O diretor de Ensino e Pesquisa do Hospital Sírio-Libânes , Luiz Fernando Lima Reis, participou do programa Último Segundo Em Cima do Fato do Portal iG nesta sexta-feira (18) e explicou o processo de aprovação de aprovação das vacinas que combatem o novo coronavírus (Sars-Cov-2) e os motivos pelo qual o país vive uma segunda onda de casos da doença.

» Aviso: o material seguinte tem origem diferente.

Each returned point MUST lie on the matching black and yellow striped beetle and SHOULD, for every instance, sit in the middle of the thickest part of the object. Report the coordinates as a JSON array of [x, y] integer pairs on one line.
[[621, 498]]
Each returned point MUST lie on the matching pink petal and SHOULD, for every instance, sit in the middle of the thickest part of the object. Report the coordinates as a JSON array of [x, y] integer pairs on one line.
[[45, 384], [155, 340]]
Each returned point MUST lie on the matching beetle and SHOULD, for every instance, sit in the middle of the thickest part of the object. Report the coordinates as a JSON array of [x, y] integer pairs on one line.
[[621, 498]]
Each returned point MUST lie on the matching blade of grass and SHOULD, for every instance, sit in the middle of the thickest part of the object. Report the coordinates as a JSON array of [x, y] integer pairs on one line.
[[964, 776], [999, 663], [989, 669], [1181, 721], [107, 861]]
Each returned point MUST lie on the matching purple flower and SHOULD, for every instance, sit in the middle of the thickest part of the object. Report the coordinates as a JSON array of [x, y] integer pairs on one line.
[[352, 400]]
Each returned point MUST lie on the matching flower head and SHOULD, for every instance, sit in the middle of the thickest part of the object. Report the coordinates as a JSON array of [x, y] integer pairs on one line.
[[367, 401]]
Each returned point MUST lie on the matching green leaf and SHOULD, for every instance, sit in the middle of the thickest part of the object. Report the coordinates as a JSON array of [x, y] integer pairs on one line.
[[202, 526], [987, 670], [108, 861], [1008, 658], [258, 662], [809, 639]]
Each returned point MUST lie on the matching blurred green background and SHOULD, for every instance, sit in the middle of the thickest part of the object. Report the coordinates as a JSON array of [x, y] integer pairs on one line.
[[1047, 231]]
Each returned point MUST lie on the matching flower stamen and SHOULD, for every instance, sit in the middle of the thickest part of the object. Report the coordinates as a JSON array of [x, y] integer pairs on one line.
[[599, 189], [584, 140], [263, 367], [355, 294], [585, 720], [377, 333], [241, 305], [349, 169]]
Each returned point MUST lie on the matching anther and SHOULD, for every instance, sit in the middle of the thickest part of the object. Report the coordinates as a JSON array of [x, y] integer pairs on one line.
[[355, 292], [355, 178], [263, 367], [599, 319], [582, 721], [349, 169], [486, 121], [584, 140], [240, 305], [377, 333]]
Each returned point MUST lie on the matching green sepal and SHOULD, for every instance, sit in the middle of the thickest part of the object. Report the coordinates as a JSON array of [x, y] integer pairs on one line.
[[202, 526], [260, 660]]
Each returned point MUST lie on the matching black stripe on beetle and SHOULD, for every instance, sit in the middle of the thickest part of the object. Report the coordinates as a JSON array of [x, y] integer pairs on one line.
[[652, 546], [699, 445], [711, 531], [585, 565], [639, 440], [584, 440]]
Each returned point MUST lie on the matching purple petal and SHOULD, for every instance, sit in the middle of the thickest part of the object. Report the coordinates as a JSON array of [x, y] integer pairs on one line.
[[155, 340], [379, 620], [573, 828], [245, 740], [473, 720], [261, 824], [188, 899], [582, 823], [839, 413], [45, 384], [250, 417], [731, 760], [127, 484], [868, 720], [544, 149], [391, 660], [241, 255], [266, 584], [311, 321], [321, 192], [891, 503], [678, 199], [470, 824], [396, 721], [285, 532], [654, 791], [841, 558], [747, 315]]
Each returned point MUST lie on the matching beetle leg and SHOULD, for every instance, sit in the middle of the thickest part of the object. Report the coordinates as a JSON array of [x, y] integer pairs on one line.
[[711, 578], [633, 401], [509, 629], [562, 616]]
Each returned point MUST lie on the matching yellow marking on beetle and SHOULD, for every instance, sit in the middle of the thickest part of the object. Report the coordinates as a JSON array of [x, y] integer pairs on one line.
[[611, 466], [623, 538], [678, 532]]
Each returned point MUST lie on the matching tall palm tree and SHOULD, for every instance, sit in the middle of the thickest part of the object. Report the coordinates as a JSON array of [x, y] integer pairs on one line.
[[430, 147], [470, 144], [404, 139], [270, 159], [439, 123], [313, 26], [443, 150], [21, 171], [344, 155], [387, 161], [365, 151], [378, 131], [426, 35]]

Luiz havia viralizado no ínicio de dezembro após um vídeo em que ele explica desde o contato do vírus com o nosso corpo até as diferenças na formulação das vacinas, se espalhar pelo WhatsApp .

O especialista contou que gravou o vídeo após uma amiga pedir para que ele explicasse melhor a questão das vacinas e a forma que eles atuavam no corpo, e que se surpreendeu com a repercussão positiva.

Na última quinta-feira (17) , o Brasil registrou  1054 mortes em decorrência do vírus . Essa é 1ª vez desde setembro que o país registra mais de mil óbitos em 24 horas. O Médico alertou para a "abaixada de guarda" que a população mostrou:

"Não houve nada de novo no virus, infelizmente não é só o Brasil, estamos vivendo a segunda onda por que a gente cansou e relaxou, quando a curva baixou nós abaixamos a guarda", disse. "A gente cansou do vírus, mas o virus nao cansou da gente”, aponta.

Luiz Fernando citou as pequenas reuniões entre familiares e amigos como "o principal fator de risco para disseminação", pois são os momentos em que as pessoas se descuidam. "Precisamos ter um final de ano com juízo, com cuidado, porque se não veremos um janeiro ainda pior do que estamos vendo. O resultado dessa festa será tão pior quanto menos cuidadosos formos”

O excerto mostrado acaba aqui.